The Payment Services Directive (PSD2) requirements for digital payments were first introduced two years ago. What effects and benefits have followed the legislation?
European security level standards are increased thanks to PSD2. Still, fraud is not stopping. Also, the COVID-19 pandemic has risen exponentially the phenomenon. Regulation can help, but it cannot solve the problem since the weakest link of the fraud issue is always the end-user.
Indeed, Strong Customer Authentication (SCA) introduction as one of the PSD2 requirements made it more complex to fraud on technological vectors. Since two-factor authentication occurs on different channels (web and mobile), developing coordinated malware attacks between browser and mobile app has become challenging for fraudsters. This initially led to a decrease in financial malware. Then, in 2021, mobile malware resumed its growth.

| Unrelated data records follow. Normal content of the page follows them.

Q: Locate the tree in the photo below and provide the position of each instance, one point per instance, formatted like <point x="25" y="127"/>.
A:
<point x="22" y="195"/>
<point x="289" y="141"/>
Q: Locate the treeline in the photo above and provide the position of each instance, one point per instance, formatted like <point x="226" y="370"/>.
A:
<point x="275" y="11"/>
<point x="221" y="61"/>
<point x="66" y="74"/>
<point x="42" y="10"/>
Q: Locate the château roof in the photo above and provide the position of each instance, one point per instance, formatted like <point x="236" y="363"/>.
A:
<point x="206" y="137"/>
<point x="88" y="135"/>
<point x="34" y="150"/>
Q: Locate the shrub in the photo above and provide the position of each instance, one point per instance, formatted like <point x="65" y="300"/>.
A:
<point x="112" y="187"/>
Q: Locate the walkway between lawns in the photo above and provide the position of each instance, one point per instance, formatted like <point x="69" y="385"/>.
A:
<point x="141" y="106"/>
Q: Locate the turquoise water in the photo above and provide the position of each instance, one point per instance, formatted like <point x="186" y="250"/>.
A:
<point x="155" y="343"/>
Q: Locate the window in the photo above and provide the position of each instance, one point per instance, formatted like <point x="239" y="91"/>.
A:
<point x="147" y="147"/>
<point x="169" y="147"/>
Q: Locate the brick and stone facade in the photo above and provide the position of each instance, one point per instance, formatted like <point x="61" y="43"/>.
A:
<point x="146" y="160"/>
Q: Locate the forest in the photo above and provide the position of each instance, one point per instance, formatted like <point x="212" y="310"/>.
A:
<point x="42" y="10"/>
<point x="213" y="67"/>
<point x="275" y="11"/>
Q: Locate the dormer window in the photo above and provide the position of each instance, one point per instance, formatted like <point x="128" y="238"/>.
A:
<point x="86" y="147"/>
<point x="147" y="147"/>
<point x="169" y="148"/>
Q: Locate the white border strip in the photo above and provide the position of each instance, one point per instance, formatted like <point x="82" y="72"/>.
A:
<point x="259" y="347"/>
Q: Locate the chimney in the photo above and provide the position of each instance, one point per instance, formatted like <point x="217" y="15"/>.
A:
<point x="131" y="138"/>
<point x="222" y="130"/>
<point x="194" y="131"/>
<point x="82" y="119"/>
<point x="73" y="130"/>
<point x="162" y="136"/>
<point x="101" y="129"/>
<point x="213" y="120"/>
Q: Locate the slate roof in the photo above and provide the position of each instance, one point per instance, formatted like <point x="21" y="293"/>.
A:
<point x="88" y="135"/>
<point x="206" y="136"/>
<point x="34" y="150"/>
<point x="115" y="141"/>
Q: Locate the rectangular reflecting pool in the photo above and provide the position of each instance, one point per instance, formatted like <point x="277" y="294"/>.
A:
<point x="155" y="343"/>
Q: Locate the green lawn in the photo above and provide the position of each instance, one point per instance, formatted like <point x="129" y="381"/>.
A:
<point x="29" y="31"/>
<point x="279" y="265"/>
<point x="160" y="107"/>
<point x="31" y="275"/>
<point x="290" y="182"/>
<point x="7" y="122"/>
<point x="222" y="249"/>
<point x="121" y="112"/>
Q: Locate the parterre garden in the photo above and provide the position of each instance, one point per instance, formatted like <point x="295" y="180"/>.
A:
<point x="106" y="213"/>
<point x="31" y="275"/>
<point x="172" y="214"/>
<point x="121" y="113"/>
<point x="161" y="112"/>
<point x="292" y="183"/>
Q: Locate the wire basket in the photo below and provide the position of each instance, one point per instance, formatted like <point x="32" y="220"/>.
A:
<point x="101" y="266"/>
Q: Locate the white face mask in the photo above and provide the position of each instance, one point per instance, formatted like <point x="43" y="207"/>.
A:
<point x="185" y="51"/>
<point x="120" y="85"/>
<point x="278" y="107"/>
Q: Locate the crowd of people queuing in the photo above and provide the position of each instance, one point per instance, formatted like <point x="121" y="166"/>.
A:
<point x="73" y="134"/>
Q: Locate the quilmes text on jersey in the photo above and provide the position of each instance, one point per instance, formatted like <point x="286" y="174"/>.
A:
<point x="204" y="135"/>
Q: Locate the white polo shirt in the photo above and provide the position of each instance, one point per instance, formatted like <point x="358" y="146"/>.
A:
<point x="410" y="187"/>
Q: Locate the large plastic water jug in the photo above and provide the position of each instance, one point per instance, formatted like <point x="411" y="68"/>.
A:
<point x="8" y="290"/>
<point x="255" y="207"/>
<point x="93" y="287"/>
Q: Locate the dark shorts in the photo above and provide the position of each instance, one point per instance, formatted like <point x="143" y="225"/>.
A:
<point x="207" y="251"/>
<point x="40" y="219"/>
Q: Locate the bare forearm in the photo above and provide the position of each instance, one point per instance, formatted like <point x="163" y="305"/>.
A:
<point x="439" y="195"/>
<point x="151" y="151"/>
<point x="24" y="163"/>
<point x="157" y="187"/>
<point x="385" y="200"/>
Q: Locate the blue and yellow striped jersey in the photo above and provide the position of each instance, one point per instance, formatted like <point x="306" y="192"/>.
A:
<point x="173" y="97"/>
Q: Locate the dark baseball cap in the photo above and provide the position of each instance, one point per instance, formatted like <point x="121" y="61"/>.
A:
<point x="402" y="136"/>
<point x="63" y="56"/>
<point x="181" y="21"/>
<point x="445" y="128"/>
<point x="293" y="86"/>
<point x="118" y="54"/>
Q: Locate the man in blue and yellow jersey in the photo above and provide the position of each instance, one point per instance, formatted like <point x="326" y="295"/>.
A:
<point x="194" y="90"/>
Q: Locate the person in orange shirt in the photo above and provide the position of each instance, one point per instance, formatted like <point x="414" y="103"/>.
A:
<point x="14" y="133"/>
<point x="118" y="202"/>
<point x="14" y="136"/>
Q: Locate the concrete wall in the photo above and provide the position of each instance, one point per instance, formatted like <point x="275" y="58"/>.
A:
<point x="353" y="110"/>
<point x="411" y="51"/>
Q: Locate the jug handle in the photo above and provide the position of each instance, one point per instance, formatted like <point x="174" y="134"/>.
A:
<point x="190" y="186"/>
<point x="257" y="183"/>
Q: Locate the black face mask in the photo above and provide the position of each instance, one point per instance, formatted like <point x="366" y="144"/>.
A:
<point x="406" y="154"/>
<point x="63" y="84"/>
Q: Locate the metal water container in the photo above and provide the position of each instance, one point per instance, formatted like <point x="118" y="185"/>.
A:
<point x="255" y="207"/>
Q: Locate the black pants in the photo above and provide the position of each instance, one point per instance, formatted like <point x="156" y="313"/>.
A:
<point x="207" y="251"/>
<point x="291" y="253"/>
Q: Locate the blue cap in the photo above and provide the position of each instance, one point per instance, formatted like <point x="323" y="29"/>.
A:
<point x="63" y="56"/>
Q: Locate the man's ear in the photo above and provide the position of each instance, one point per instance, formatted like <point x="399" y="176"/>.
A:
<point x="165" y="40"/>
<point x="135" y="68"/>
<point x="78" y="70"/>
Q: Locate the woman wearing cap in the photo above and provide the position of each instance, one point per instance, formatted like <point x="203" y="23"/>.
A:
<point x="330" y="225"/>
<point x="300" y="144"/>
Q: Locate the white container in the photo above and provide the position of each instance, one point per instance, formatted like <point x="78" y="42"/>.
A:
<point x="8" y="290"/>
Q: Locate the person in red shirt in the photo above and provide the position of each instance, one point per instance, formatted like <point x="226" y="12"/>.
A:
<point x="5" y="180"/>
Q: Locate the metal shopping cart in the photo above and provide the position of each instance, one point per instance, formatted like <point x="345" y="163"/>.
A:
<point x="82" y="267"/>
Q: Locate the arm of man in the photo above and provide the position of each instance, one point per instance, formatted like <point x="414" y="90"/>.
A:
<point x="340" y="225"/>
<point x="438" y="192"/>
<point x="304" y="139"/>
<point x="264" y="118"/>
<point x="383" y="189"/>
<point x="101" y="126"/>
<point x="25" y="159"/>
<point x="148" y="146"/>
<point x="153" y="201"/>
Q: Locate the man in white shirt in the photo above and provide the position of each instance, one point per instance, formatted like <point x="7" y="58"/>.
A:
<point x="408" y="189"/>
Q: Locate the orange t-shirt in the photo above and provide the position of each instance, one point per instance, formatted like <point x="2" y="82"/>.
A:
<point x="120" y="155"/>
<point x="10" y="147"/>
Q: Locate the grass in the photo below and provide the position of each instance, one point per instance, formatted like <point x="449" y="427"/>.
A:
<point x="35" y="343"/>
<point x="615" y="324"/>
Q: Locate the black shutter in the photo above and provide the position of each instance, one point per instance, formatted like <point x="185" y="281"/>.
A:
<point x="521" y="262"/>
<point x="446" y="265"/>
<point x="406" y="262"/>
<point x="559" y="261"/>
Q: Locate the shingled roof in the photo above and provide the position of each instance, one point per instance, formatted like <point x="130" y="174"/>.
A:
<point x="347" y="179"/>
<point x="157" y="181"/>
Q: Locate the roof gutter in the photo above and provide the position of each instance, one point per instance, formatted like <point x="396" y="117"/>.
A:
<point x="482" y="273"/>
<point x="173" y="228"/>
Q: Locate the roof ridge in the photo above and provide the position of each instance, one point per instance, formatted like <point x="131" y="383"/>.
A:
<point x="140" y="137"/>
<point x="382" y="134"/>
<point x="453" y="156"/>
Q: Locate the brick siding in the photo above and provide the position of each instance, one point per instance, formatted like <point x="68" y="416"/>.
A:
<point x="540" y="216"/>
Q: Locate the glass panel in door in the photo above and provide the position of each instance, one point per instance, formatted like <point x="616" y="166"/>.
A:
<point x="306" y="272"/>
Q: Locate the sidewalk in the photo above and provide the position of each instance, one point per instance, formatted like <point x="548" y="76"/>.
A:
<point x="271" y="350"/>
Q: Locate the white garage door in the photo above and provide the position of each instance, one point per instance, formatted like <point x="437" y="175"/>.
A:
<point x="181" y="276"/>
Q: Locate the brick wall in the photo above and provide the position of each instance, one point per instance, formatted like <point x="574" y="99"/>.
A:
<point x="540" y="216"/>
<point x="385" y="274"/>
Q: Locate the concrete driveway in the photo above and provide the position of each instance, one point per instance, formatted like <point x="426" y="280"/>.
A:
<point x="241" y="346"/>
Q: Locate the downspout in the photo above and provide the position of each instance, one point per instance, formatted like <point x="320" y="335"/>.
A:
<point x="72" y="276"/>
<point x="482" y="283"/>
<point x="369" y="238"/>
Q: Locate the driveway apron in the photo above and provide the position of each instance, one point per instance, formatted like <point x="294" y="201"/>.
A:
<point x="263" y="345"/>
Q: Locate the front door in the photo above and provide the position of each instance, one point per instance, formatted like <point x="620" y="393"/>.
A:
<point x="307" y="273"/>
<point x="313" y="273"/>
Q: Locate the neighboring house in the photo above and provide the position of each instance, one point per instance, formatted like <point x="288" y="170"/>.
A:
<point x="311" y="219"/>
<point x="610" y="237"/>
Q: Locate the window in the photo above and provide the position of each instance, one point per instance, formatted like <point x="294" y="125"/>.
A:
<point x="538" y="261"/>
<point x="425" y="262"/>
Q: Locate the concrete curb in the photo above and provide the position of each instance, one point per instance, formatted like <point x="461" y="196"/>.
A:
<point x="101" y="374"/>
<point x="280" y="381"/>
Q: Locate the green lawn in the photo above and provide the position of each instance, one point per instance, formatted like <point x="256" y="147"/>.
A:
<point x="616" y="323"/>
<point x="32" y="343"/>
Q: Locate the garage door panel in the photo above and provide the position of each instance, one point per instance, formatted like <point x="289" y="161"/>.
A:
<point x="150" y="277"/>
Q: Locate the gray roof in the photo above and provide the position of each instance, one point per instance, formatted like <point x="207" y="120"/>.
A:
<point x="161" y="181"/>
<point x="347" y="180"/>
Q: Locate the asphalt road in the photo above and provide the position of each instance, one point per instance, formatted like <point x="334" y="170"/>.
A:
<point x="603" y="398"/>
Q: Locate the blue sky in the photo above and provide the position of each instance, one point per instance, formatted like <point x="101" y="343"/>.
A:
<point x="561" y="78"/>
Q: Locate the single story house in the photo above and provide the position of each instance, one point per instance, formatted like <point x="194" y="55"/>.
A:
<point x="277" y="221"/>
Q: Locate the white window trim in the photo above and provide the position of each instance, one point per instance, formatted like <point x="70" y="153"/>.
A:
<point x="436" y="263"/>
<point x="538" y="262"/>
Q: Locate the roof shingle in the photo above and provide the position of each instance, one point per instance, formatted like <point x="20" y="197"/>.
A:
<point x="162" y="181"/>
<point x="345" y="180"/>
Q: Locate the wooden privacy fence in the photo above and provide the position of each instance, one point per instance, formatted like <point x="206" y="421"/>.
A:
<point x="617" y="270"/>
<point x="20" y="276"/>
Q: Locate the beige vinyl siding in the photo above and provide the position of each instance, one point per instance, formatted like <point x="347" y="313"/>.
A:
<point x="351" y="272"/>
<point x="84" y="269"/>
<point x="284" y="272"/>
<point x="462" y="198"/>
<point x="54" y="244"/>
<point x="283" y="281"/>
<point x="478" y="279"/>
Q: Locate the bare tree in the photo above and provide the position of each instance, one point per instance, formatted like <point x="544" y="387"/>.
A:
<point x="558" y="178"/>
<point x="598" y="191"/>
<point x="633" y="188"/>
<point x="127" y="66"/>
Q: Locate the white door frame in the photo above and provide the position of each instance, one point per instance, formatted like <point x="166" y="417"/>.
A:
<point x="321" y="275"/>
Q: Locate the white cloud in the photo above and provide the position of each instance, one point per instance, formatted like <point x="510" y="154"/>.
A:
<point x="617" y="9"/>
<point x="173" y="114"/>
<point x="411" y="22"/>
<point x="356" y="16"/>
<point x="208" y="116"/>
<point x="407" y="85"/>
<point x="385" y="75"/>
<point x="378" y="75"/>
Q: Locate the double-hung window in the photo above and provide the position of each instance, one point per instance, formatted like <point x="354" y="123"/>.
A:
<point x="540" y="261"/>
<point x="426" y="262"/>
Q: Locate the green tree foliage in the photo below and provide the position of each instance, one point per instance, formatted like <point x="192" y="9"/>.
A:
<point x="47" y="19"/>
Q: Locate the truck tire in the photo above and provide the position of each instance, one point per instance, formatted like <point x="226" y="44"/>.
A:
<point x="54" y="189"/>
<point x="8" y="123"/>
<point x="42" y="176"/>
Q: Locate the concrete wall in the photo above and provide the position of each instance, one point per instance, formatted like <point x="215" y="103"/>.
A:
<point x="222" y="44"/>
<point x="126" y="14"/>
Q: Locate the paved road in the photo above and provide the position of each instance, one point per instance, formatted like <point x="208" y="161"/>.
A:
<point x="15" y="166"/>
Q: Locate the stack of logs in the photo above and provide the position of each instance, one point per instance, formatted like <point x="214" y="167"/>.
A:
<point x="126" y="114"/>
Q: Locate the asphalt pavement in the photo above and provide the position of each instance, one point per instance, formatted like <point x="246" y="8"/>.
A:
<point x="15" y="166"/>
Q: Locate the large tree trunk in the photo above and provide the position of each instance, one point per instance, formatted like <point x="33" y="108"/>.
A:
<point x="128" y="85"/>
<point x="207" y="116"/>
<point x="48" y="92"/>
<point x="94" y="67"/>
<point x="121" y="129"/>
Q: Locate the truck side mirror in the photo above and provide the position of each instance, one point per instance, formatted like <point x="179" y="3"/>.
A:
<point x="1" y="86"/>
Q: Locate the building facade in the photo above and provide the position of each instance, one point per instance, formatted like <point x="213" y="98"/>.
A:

The fraudsters have adapted to PSD2, modifying how to approach the victims. Mostly, they choose social engineering to induce the user to make payments or provide valuable information to finalize the fraud. Social engineering is different from all other types of payment fraud because the fraudster does not directly compromise a payment transaction or a financial institution. Instead, the fraudster exploits human error or cognitive biases to manipulate a user into disclosing personal credentials to commit fraud. European Central Bank (ECB) admitted the limits of the technical security measures provided by the PSD2 regarding social engineering, underlining the importance of end-user awareness campaigns to raise awareness on this sneaky phenomenon.
HOW DOES SOCIAL ENGINEERING WORK?
Social engineering is a manipulation technique that exploits human error to gain access to valuable private information. Initially, the fraudster collects victims’ personal information through phishing campaigns or purchasing it on the dark web. Then, he contacts the victim pretending to be a bank operator, and instructs him to access the bank account (first-factor authentication). Here, we have three scenarios.
The first one is about activating a token to let the victim authorize the fraudulent payment (second factor).
In the second scenario, the fraudster induces the user to download a remote management tool (not necessarily malware) on the user’s device. Then, he takes control of the device and finalizes the payment.
The third scenario happens when the user is pushed to authorize the payment autonomously.
As we found out, social engineering fraud is not easily addressed by the fraud prevention requirements introduced in PSD2. Then, the most successful way to block real-time any suspicious operations is having a behavioral-based anti-fraud system capable of making the most of the information collected about the user and his devices.
XTN Cognitive Security Platform® provides functionalities to fight social engineering phenomena thanks to holistic controls evaluating a wide range of risk indicators, for example:
- Behavioral analysis of user operations: identifies if transactions diverge from user usual operations habit.
- Biometric analysis of user-device interaction: useful for identifying Accounts Takeover
- Correlation of suspicious patterns: for example, a series of suspicious payments after a token initialization.
- Geolocation anomalies identification between the web and mobile channel: a valid indicator in the context of a broader assessment.
- RAT detection: detect operations remotely governed via RAT (even if performed by legitimate solutions such as TeamViewer)
- Device fingerprinting analysis: useful for detecting anomalies such as devices shared by a suspicious number of users.